Fake Apologies For Holding Up Elevators Must Stop
I have a special fondness for Elevators. I spent a lot of time in High School working out of Otis Elevator, who generously sponsored my school’s FIRST Robotics team. I’d get to talk to the engineers, use their awesome tools, and will never forget the constant noise of their testing machinery. Elevators are great (as long as there isn’t too much elevator traffic), and I use them almost every day living in New York City.
Because I use elevators so often, I’ve keenly observed many patterns that passengers adhere to. About once a week I’ll step onto an elevator, the door will close, and then instead of going up the door suddenly opens again. This happens when the button is pressed from the outside before the elevator has a chance to go up. Theoretically this could happen by mistake, where the person pressing the button arrived just into the lobby just after the last person stepped into the elevator. In this case the person pressing the button would not know that their actions would cause the elevator doors to reopen and to delay all the other passengers.
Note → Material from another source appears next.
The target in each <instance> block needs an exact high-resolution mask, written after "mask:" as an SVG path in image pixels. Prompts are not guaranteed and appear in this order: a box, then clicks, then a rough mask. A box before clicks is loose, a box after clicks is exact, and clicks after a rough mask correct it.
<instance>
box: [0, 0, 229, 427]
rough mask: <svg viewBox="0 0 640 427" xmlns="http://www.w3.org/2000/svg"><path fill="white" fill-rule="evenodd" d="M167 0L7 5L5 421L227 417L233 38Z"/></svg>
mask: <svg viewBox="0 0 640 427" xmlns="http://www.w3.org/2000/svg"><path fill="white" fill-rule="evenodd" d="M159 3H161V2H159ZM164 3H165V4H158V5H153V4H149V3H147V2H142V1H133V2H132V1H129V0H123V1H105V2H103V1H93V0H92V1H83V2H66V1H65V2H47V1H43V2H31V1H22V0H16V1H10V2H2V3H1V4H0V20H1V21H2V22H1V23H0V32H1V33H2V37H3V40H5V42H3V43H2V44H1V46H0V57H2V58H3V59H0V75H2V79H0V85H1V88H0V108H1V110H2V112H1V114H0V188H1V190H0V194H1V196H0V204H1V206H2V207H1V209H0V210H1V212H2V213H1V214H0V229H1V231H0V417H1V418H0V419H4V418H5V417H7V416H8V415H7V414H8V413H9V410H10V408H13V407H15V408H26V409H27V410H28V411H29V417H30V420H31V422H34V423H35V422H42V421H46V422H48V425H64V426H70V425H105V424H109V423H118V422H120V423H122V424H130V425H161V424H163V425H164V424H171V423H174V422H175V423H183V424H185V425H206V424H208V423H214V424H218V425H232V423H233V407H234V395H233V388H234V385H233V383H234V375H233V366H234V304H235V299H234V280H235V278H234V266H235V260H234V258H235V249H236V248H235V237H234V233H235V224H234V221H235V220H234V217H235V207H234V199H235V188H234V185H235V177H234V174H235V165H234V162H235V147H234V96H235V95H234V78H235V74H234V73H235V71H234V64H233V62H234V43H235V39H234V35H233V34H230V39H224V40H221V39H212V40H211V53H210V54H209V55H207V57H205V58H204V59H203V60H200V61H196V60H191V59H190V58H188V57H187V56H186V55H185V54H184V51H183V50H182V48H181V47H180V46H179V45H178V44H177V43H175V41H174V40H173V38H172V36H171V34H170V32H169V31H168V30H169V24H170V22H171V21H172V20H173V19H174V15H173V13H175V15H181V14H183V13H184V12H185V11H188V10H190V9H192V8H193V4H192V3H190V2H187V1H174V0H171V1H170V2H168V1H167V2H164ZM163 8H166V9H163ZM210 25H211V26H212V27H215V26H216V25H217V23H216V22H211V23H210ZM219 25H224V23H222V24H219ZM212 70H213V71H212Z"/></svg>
However, I know the lobby of the buildings that I use elevators in very well, and I’ve gotten to know a lot of the faces of the other passengers. Logistically speaking, after entering the building lobby and walking over to the elevator, it is impossible to not be aware of an elevator whose doors have just closed but has yet to rise - at least for the elevators I use. Therefore, whoever presses the button at that stage knows full well the ramifications of their actions. They are willing to delay all the other passengers in order for them to catch this elevator, instead of the next one.
The perpetrators of such a rude act are almost always office regulars who don’t seem to be in any real rush to get back to their desk. When the doors open they almost always look down and mutter something along the lines of “sorry” in a soft and sheepish tone as if to convey that this were all some sort of accident. However, these people are certainly not sorry. They knew exactly what they were doing, and simply think their time is worth more than all the other people they would be delaying by doing what they did. Obviously I’d prefer that elevators disabled this to occur in the first place, or that people refrained from doing this except in actual emergencies. However until those things happen, the least that people can do is not lie to an elevator full of people telling them you are sorry, when in fact you are simply embarrassed at your own selfishness.